Pictured above: The ad-hoc committee headed writing the legislation for the new electoral representation system.
President Bob Fisher congratulated Belmont’s Student Government Association on its efforts for space reallocation, and congress passed a resolution making congress’s representation by colleges in its meeting on Monday.
“I came tonight to acknowledge that this space reallocation process represents, in my experience as president here, the most successful and meaningful collaboration ever between the president’s office and SGA,” Fisher said. “I want to thank you all for it. When we asked all of you to look into it last fall, you gave it a very thorough, complete analysis from your point of view.”
Senior leadership plans to implement exactly as SGA advised in its space reallocation proposal, as announced by administration in the “Ask Bob Fisher” convo on Friday, Fisher said.
After being away from school dealing with the loss of his son, Fisher said coming back reminded him of a song he and his son both loved by Jackson Brown called “Load Out,” which talks about musicians who deal with the burdens of touring but remember why they love being musicians when they step onstage.
“That’s for me, when I walked back on the campus today– seeing all of you and seeing your smiling and kind, sympathetic faces and words– I remember why I came,” he said.

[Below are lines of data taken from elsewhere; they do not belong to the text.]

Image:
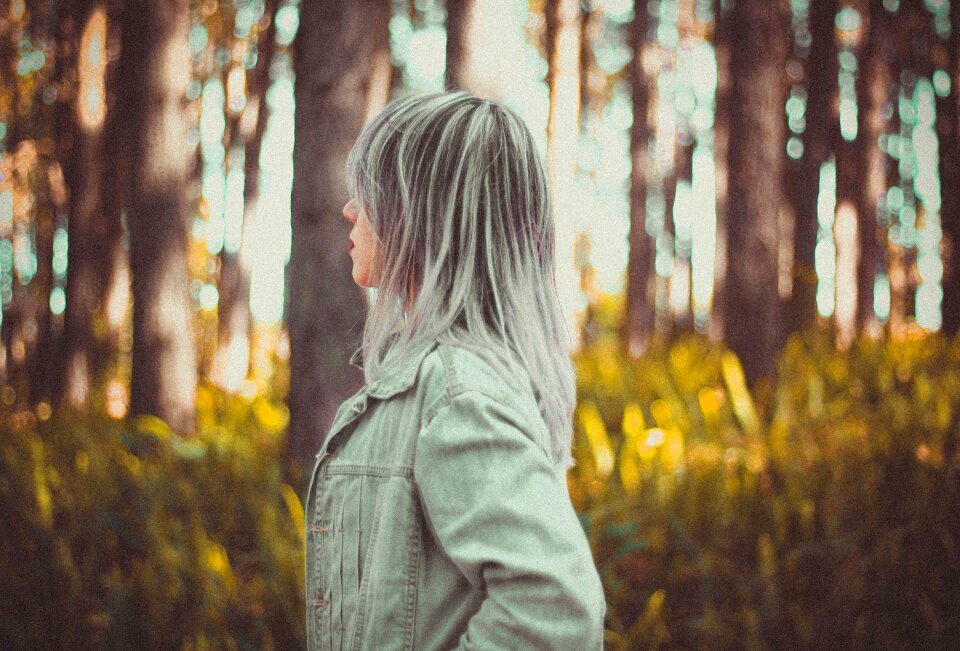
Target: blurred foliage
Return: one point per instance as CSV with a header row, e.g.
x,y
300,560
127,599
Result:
x,y
128,536
824,515
821,511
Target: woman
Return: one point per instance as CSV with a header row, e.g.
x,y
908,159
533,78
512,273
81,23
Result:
x,y
438,514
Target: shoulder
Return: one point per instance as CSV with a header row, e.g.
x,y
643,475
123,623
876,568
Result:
x,y
451,371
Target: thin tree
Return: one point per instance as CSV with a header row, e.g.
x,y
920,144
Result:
x,y
231,359
755,159
94,229
873,97
948,134
563,128
641,281
803,175
336,54
154,75
473,63
721,140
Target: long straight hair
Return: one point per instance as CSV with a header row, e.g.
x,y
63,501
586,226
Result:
x,y
456,195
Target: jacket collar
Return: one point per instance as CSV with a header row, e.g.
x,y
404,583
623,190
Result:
x,y
397,378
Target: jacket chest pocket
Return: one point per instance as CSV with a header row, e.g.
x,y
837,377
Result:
x,y
366,548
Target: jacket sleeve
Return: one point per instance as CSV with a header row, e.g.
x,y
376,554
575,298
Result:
x,y
500,510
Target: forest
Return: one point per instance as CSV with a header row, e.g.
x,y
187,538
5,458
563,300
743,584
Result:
x,y
757,209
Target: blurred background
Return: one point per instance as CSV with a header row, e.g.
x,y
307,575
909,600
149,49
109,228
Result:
x,y
758,213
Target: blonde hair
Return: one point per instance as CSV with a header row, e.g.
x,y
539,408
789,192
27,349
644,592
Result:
x,y
456,195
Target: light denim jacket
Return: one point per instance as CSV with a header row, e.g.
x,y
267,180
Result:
x,y
435,520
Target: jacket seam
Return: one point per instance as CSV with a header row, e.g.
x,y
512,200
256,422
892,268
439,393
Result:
x,y
373,471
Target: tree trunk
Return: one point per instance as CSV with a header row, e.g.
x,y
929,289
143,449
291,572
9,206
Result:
x,y
94,224
948,133
334,47
752,310
231,360
155,72
873,95
721,142
474,62
641,281
804,175
563,129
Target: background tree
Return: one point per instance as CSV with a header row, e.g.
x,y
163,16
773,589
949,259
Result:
x,y
96,198
563,129
641,282
472,42
754,196
948,130
336,53
245,130
155,71
803,174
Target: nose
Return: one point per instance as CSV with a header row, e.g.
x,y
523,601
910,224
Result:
x,y
351,210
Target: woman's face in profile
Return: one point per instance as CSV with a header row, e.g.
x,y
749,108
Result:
x,y
361,244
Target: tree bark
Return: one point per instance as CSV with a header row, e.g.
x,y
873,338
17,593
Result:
x,y
94,225
804,174
563,129
948,133
334,47
752,305
641,280
473,63
721,142
231,360
873,95
155,72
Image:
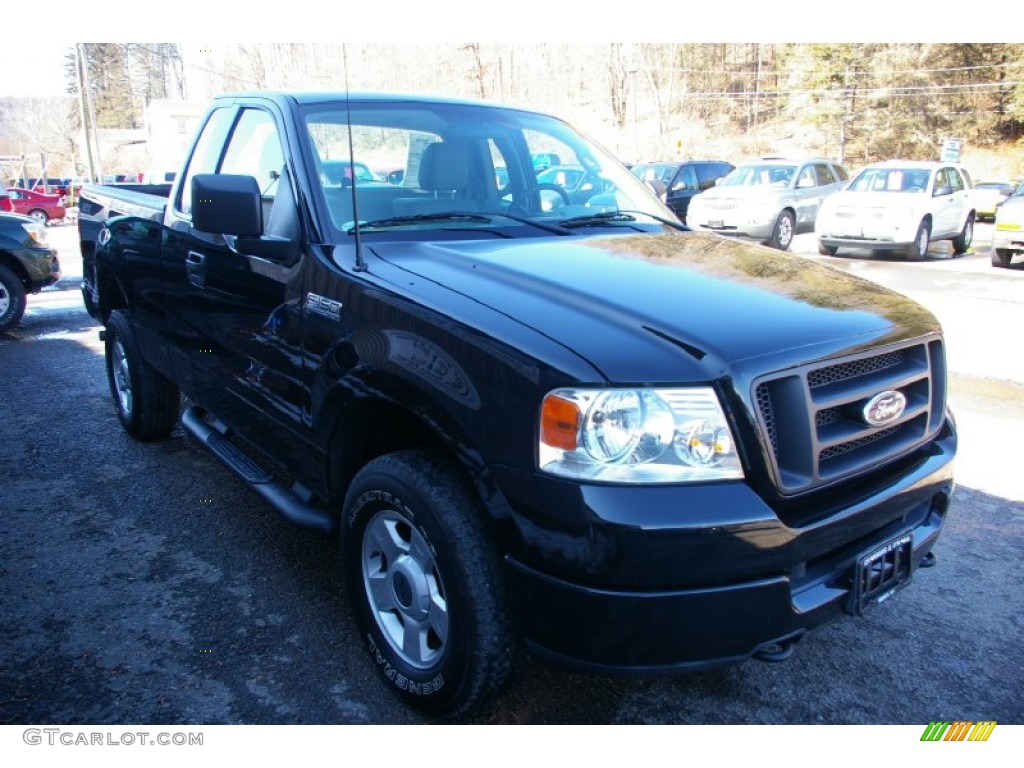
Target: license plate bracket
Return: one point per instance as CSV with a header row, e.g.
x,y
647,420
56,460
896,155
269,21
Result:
x,y
881,571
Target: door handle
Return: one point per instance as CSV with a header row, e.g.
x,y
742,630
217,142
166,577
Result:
x,y
196,266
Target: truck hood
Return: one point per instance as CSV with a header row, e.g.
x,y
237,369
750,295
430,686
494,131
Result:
x,y
662,308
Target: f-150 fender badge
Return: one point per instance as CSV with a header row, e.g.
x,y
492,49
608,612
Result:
x,y
433,365
324,306
885,408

For the majority of the remainder of the meeting, SGA members discussed a constitutional amendment that will change the electoral system by electing members proportionally by college size instead of a general, popular election.

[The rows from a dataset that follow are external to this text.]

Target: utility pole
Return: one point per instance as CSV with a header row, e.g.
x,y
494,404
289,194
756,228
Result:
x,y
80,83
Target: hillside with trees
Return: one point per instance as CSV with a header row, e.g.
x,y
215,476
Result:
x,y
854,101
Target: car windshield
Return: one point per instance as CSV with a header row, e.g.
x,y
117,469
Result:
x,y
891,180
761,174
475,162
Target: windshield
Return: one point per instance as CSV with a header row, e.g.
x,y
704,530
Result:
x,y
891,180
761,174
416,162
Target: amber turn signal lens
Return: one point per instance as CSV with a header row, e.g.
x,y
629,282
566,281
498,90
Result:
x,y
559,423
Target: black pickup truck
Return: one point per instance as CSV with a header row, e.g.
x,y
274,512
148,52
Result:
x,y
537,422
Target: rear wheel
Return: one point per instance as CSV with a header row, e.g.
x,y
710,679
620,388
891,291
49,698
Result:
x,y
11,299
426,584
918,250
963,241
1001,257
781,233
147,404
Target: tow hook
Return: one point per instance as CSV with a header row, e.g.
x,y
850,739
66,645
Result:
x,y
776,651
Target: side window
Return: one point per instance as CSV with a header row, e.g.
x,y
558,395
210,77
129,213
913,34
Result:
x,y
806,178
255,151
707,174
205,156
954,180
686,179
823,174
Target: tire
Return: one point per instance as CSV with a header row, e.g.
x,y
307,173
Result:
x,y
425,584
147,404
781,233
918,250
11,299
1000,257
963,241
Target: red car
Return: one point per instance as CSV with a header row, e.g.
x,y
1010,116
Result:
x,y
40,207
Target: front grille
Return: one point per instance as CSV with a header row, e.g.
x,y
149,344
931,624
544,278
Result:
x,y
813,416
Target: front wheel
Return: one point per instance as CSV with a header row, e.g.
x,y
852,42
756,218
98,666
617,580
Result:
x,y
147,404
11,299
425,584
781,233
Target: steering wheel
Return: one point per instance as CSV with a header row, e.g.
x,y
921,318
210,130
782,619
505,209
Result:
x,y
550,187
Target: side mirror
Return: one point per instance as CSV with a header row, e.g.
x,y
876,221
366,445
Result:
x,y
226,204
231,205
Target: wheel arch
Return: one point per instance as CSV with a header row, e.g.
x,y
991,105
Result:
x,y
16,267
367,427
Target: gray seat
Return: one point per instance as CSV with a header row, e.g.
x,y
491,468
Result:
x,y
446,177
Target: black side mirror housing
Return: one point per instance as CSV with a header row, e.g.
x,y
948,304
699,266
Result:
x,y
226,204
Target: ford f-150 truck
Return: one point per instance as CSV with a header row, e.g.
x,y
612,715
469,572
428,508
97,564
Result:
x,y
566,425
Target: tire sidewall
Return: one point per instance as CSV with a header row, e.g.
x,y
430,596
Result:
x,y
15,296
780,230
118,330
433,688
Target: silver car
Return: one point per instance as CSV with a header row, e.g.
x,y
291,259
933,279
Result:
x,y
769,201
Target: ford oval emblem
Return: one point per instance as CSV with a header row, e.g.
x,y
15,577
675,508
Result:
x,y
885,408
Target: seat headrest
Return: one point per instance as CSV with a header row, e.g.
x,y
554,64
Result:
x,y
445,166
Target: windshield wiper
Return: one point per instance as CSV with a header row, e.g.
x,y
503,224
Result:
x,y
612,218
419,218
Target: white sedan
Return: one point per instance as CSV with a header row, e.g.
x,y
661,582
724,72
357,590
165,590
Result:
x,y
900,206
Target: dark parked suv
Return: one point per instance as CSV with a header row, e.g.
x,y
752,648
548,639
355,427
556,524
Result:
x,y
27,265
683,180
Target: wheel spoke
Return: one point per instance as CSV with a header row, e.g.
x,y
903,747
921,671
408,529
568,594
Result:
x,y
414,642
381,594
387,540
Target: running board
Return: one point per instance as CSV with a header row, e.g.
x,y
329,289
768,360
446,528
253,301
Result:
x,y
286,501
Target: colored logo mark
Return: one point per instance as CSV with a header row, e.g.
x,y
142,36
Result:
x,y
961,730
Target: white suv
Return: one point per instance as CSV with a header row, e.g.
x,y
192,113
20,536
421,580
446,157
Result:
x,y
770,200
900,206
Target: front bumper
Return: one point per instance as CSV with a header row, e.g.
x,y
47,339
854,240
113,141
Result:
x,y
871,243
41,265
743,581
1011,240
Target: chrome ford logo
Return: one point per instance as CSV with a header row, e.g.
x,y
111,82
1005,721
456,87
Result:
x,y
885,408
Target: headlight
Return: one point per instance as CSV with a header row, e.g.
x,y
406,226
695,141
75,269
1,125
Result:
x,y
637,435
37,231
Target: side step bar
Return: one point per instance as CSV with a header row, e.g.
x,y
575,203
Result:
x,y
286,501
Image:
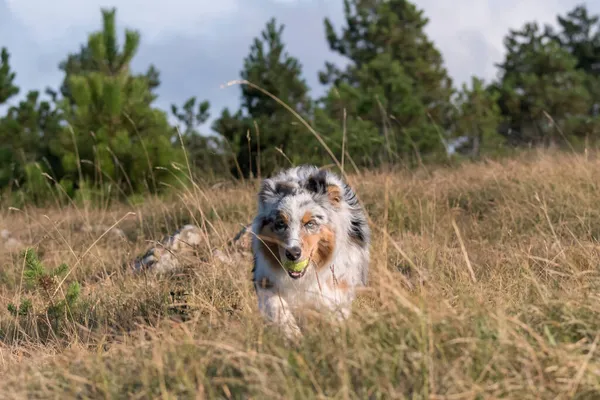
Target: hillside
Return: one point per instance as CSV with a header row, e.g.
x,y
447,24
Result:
x,y
485,286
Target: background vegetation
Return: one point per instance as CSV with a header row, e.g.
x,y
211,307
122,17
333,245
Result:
x,y
392,104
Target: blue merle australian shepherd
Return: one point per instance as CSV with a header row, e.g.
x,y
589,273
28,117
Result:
x,y
311,246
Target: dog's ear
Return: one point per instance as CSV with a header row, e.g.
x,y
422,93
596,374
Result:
x,y
267,192
271,191
317,183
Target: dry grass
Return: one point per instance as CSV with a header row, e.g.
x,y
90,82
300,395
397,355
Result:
x,y
486,287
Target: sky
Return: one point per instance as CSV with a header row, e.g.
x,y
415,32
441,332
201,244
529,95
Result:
x,y
199,45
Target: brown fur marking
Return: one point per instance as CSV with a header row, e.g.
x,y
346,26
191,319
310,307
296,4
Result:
x,y
306,218
321,245
268,245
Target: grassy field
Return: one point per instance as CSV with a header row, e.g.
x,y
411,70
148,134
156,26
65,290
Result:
x,y
484,284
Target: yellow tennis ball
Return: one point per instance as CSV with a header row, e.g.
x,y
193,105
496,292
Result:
x,y
296,266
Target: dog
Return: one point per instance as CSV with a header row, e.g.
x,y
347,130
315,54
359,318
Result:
x,y
310,244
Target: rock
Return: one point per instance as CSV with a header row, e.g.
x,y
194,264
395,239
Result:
x,y
166,256
13,244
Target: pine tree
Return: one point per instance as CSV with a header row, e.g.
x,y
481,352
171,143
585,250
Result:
x,y
395,87
7,77
205,153
579,34
270,67
540,79
478,118
123,139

Congresswoman Tally Bevis presented the amendment she and an ad-hoc committee worked on for the past two weeks since former President Jonathan Rankin introduced the idea to congress.
Bevis and the committee checked the numbers, added provisions for a seat for the honors program, a graduate student, as well as introduced an additional amendment to keep the seats vacant for interest in the spring semester if not students fill the seat in the fall of 2016, she said.

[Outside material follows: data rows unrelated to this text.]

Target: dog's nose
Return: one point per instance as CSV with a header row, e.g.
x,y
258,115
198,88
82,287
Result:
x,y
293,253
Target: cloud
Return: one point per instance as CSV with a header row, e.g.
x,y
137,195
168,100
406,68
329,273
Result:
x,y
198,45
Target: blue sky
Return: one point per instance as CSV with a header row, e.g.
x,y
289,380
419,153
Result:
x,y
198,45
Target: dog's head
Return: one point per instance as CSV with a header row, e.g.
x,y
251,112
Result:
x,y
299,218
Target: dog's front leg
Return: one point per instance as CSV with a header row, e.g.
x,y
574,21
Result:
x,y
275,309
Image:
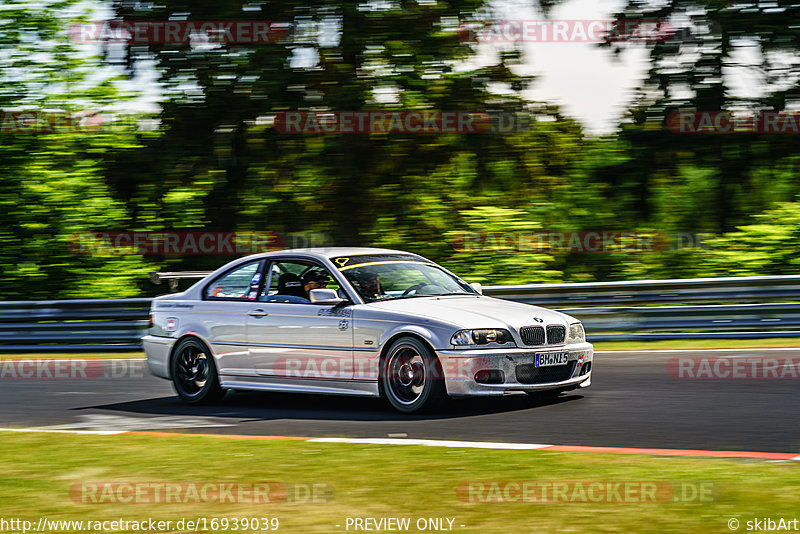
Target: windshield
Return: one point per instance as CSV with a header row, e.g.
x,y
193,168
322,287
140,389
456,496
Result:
x,y
399,277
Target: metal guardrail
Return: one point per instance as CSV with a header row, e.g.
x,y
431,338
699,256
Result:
x,y
744,307
73,325
740,289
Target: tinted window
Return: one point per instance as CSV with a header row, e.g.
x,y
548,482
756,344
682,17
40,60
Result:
x,y
240,283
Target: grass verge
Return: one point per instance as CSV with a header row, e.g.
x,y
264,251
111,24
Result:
x,y
38,470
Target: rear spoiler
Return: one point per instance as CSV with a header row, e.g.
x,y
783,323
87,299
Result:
x,y
173,278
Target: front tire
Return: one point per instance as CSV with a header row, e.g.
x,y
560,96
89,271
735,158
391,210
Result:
x,y
411,377
194,373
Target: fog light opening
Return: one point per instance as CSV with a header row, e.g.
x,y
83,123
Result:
x,y
490,376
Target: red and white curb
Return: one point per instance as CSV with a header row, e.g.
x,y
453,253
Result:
x,y
689,453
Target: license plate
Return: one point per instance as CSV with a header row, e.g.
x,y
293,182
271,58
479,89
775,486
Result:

A few student government members expressed doubt about the success of the new electoral system and spoke in opposition to the amendment.
“The amendment takes away seats already in my opinion, and I also believe that if there is a vacant seat then it’s just taking more seats away. It’s just giving less people a voice,” said congressman Isaiah Edwards.
But other members spoke on behalf of the amendment, saying the nature of the electoral system makes SGA more relevant and accountable to specific colleges.
“Honestly, it has the stereotype of being a joke all through my four years here. It always has been. I think it would really come down to a more serious perspective,” said congressman Dalton Hughes.
In turn, students would be more passionate about SGA if their issues were more directly represented, he said.
Congresswoman Sarah Potter admitted she was concerned about having a more difficult time getting votes since there would only be three seats available for the College of Liberal Arts and Social Sciences.
“I respect you all so much, and I will be straight up honest with you. I do think a concern that may be underlying a lot of congress people here would be that there might be trouble in terms of getting re-elected,” she said. “But I think that, nonetheless, we’ve been tasked with the responsibility to try and make this community a better place and to try to create SGA into a better place to serve our student body.”
Although the new process would add more competition for election, the system would hold the body as a whole more accountable, she said.
“I’d rather not get re-elected and have SGA represent me better as a person than to get re-elected and maybe not serve the community in the best way possible,” she said.
The amendment passed and Student Engagement and Leadership Development, senior leadership and the student body will have a chance to give input and make adjustments, said adviser Jessica Dykes.
SGA’s next meeting is April 18. Newly elected President Chris Dickerson and Vice President Macy Dickerson will lead congress at this meeting.